Clusters 3 and 7 differ from Cluster 5 in that they fell into the low utilization grouping (both acute care and overall utilization via number of medical claims) and had among the lowest CCI and DCSI scores.
They differed from each other in one key aspect: the proportion of medical claims that were diabetes-related. Approximately three-fourths of the claims for Cluster 3 were related to diabetes, compared to less than 20% in Cluster 7. Because the CCI and DCSI scores are derived from the presence of diagnosis codes in claims data, on one hand it is not surprising for these clusters who have the lowest overall number of medical claims to have the lowest scores due to fewer opportunities to derive those diagnoses.
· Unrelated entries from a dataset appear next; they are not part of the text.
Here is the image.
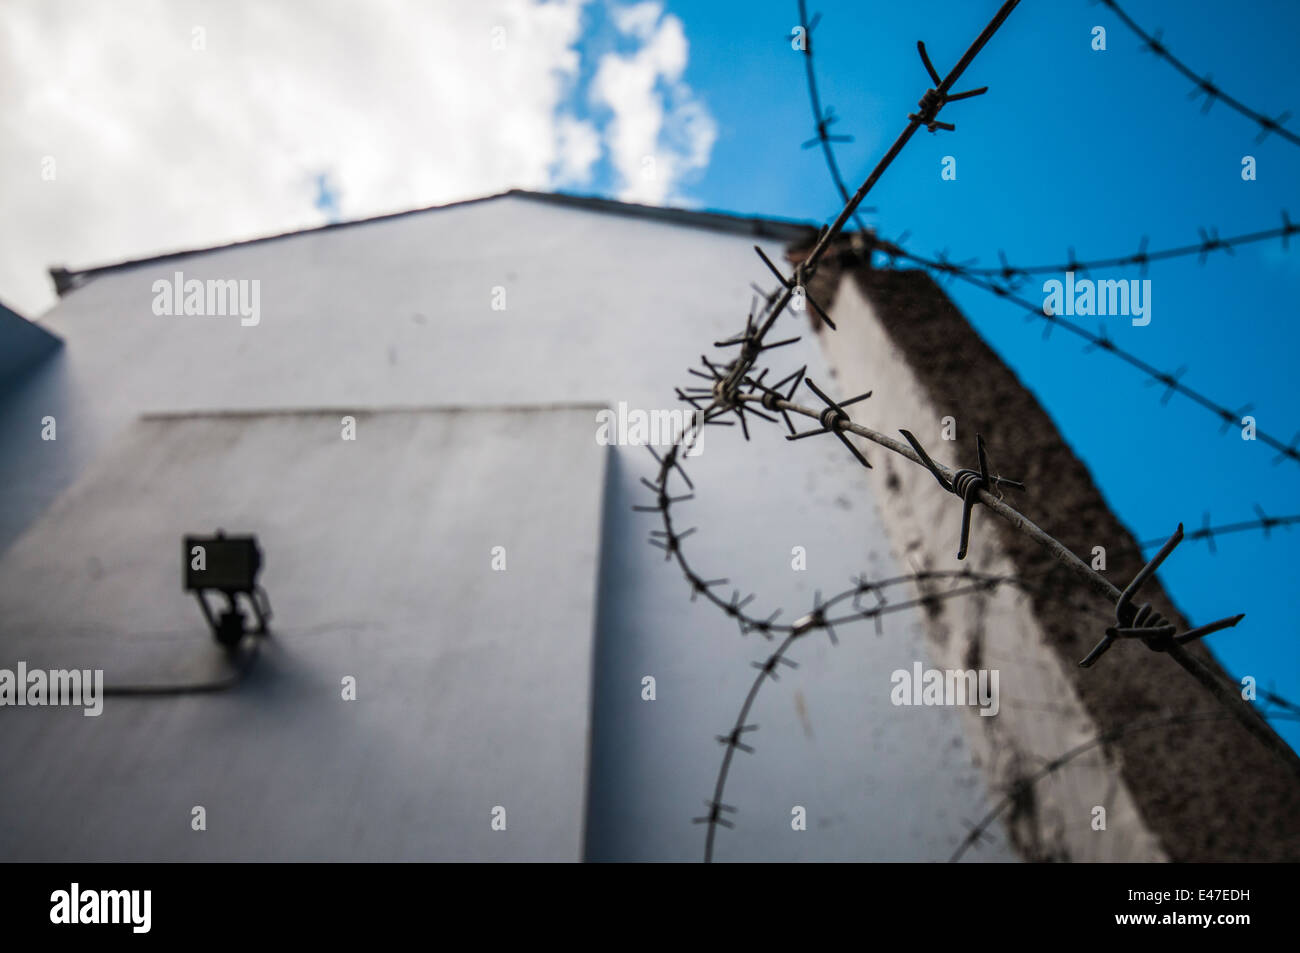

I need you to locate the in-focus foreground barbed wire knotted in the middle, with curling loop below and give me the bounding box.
[647,0,1300,844]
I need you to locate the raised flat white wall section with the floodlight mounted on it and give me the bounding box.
[0,408,605,861]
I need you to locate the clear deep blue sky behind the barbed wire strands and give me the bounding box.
[626,0,1300,746]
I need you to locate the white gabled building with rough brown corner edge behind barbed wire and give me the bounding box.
[0,191,1300,861]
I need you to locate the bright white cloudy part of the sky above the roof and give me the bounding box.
[0,0,715,317]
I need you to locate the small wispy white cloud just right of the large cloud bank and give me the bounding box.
[592,0,718,204]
But, on the other hand, the lack of diagnoses of comorbidities in the observed claims or lack of encounters altogether could suggest a healthier underlying population. Either way, the relatively high observed HbA1c values along with the low rates of interactions with healthcare providers suggested suboptimal diabetes self-management.
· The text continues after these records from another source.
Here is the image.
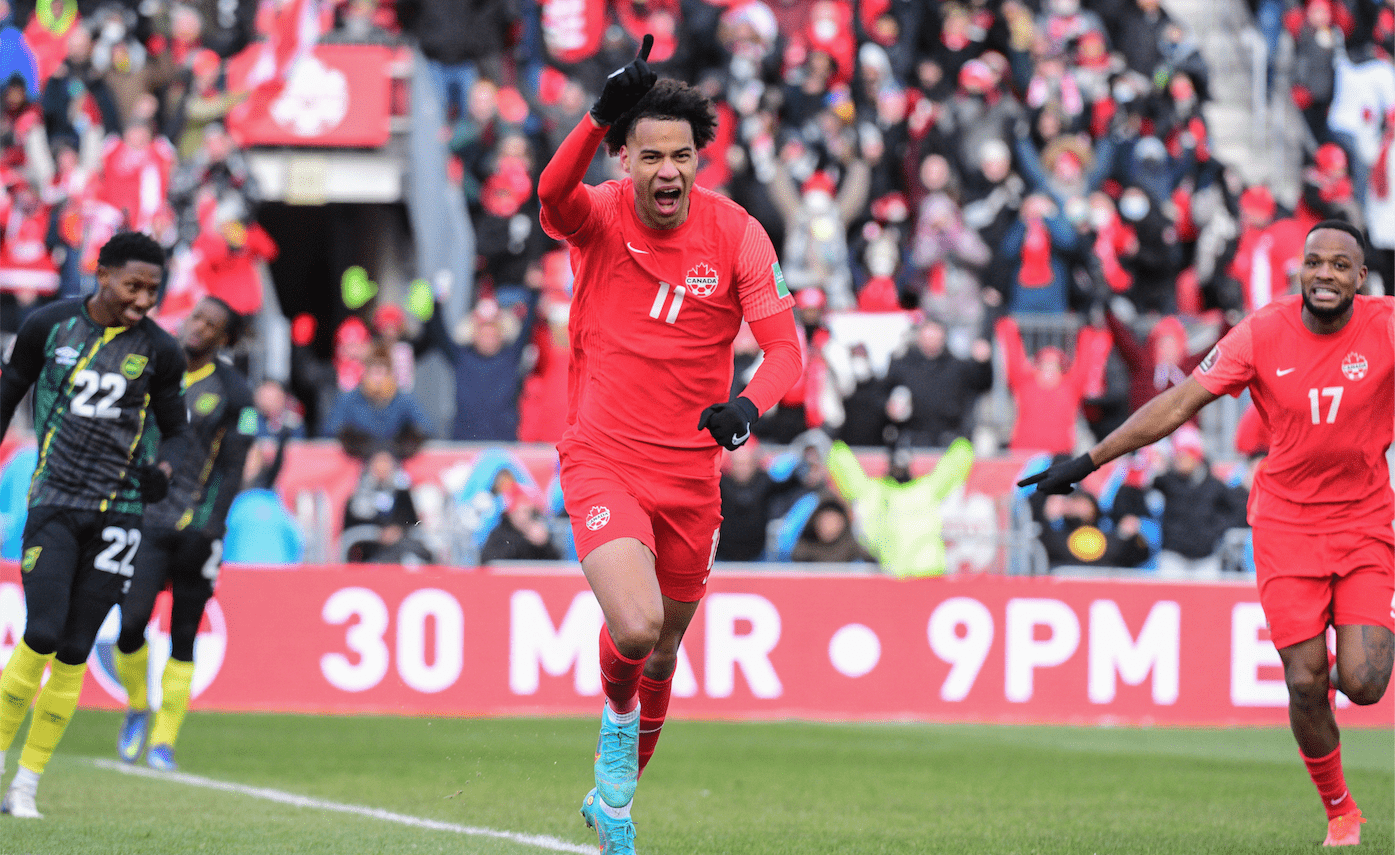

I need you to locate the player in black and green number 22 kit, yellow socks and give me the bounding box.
[0,232,188,819]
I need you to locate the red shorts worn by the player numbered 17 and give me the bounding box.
[1254,529,1395,649]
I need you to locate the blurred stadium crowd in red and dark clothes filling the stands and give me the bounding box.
[0,0,1395,573]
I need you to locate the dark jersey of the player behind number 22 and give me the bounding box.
[145,360,257,538]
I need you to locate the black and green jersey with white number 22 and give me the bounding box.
[0,300,188,513]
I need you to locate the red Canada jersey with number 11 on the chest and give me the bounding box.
[541,179,794,459]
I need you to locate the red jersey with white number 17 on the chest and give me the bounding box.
[1191,294,1395,531]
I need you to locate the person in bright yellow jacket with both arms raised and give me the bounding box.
[829,438,974,577]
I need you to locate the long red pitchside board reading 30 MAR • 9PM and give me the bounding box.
[0,563,1395,727]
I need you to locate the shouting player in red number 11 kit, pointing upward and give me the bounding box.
[538,35,802,855]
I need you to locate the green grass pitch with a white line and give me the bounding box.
[0,710,1395,855]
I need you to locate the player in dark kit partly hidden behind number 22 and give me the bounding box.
[116,297,257,771]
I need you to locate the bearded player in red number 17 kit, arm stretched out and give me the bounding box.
[1018,220,1395,847]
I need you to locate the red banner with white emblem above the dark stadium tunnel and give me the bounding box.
[227,45,399,148]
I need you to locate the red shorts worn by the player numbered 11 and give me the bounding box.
[557,441,721,603]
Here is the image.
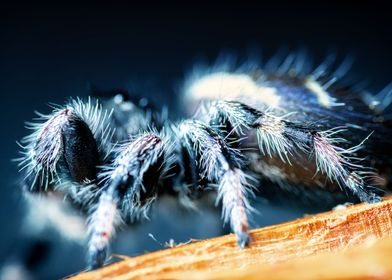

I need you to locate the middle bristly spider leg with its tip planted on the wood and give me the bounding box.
[177,121,251,248]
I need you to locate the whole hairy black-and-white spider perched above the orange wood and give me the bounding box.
[19,54,392,269]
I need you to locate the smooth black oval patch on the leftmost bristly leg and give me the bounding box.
[63,118,99,183]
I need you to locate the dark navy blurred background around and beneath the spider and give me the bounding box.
[0,1,392,279]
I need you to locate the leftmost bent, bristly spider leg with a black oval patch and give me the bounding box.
[19,100,110,197]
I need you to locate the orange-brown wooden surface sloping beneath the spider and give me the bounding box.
[72,198,392,279]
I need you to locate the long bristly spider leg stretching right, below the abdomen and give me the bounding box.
[211,101,380,202]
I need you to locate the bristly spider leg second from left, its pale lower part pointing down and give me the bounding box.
[88,133,171,269]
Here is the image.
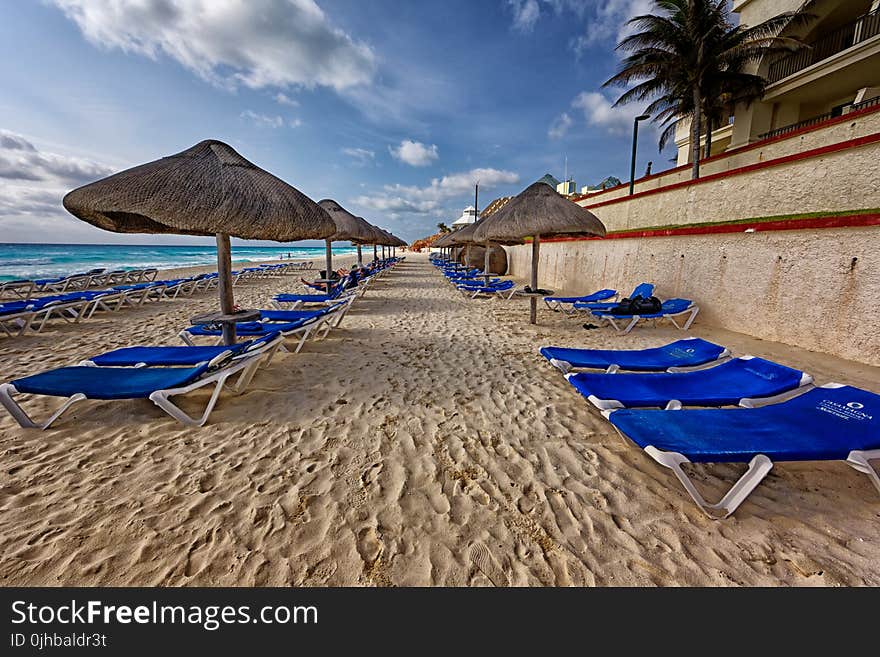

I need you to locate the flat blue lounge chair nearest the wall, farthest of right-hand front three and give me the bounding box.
[540,338,730,374]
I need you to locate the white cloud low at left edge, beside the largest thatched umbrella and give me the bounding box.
[0,130,113,226]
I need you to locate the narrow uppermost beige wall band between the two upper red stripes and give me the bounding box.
[592,106,880,207]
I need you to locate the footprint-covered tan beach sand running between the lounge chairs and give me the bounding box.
[0,255,880,586]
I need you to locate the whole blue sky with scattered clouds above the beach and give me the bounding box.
[0,0,672,243]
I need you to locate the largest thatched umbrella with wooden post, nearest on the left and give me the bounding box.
[63,140,335,344]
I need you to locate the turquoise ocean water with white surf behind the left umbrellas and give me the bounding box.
[0,243,360,281]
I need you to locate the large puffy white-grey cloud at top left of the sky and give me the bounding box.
[52,0,376,91]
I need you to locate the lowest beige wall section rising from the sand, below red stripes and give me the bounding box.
[508,227,880,365]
The current study demonstrated that even after adjusting for other covariates, cluster assignment was significantly predictive of future outcomes. Specifically, cluster assignment was associated with the likelihood of experiencing an ER or hospital inpatient visit and the total number of inpatient days for those with an admission. These results suggest that the specific combination of variables used in the cluster formations shed additional light onto the risk of untoward outcomes above and beyond traditional risk stratification, for example, based upon parameters including diabetes type, age, and HbA1c.
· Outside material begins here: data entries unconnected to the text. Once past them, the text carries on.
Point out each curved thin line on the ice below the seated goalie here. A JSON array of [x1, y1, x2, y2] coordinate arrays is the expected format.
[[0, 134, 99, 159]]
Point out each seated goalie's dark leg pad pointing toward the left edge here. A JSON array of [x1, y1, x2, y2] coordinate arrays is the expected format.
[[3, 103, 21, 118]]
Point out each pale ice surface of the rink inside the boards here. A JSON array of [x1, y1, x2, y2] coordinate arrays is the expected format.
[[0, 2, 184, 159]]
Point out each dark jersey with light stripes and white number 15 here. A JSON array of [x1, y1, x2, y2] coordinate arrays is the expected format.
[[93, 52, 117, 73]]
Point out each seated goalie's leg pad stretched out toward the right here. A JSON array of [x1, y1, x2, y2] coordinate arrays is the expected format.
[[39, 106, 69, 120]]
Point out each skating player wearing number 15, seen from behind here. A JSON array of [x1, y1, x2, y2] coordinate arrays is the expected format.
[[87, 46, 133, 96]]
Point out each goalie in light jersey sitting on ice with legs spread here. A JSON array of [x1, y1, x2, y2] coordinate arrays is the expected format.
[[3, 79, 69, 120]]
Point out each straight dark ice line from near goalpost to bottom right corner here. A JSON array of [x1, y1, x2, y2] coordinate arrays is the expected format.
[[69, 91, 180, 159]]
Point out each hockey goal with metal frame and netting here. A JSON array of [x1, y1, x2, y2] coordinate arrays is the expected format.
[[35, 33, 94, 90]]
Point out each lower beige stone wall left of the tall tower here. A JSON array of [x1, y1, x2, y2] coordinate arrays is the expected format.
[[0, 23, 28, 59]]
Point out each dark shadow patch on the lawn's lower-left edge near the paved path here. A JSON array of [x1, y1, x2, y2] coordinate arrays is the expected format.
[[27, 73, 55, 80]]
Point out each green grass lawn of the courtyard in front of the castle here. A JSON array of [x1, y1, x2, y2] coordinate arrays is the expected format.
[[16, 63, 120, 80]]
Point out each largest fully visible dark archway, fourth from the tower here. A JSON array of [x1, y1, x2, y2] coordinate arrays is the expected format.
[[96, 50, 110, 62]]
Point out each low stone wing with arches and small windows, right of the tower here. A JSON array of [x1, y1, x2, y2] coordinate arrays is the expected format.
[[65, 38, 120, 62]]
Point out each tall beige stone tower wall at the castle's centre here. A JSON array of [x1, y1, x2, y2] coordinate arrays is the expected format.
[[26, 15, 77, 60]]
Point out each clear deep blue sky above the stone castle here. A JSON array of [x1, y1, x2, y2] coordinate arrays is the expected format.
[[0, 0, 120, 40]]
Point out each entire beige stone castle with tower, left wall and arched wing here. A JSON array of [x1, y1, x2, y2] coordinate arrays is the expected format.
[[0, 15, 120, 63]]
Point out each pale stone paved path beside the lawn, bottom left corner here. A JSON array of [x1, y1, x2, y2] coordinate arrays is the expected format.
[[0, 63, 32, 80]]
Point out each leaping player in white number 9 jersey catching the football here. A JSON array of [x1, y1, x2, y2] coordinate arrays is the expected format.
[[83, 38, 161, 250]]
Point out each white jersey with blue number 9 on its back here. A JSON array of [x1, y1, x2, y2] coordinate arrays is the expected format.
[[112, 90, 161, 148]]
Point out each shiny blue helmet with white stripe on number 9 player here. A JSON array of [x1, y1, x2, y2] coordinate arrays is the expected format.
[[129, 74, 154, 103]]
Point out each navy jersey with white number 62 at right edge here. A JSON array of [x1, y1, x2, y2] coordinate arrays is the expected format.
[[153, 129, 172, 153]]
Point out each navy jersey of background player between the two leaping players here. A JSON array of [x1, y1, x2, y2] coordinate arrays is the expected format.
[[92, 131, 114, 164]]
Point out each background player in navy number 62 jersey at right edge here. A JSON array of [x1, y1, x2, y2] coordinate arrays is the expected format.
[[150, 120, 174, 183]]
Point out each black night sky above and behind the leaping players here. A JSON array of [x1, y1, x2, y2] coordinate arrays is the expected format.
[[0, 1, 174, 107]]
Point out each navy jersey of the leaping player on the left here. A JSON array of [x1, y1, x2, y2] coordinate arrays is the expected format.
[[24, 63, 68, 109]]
Furthermore, as these clusters were derived from variables routinely found in healthcare claims data where detailed clinical data are often missing, this approach could aid healthcare payers with population management efforts. We found some clusters utilizing less healthcare resources had higher observed mean HbA1c levels. This finding could suggest population management efforts in diabetes that are targeted at some of the lower healthcare utilizers in efforts to improve glycemic control, which could yield better long-term health outcomes for patients and improved quality metric ratings for providers and payers.
This study has limitations that should be considered. The cluster analysis was based on realworld claims data that are proxies for clinical outcomes. Therefore, there may be data coding errors and errors in patient records because of the standardized coding systems used for the identification of medical conditions, procedures, and medications. Additionally, as of October 2015, all claims switched from ICD9 to ICD-10 (study period January 2015 to June 2018) [27]. This switch possibly could have led to inaccuracies in coding due to unfamiliarity with the new system or mistakes in cross walking codes from ICD-9 to ICD-10 by providers. This potential for error should have had limited impact since condition identification was based on families of codes with multiple codes within a family and not on any single code. The comparisons of HbA1c values were incomplete as only a subset of patients (~ 30%) had values in the database. A number of relevant risk factors, including insulin dosing, diet, and exercise, were not available in the database.
Despite the limitations, this study was based on a well-developed study design and included data from a large number of insulin-using people with either T1DM or T2DM. Evaluating the impact of patientreported outcomes and more socioeconomic data on cluster formations would be of interest to study in the future.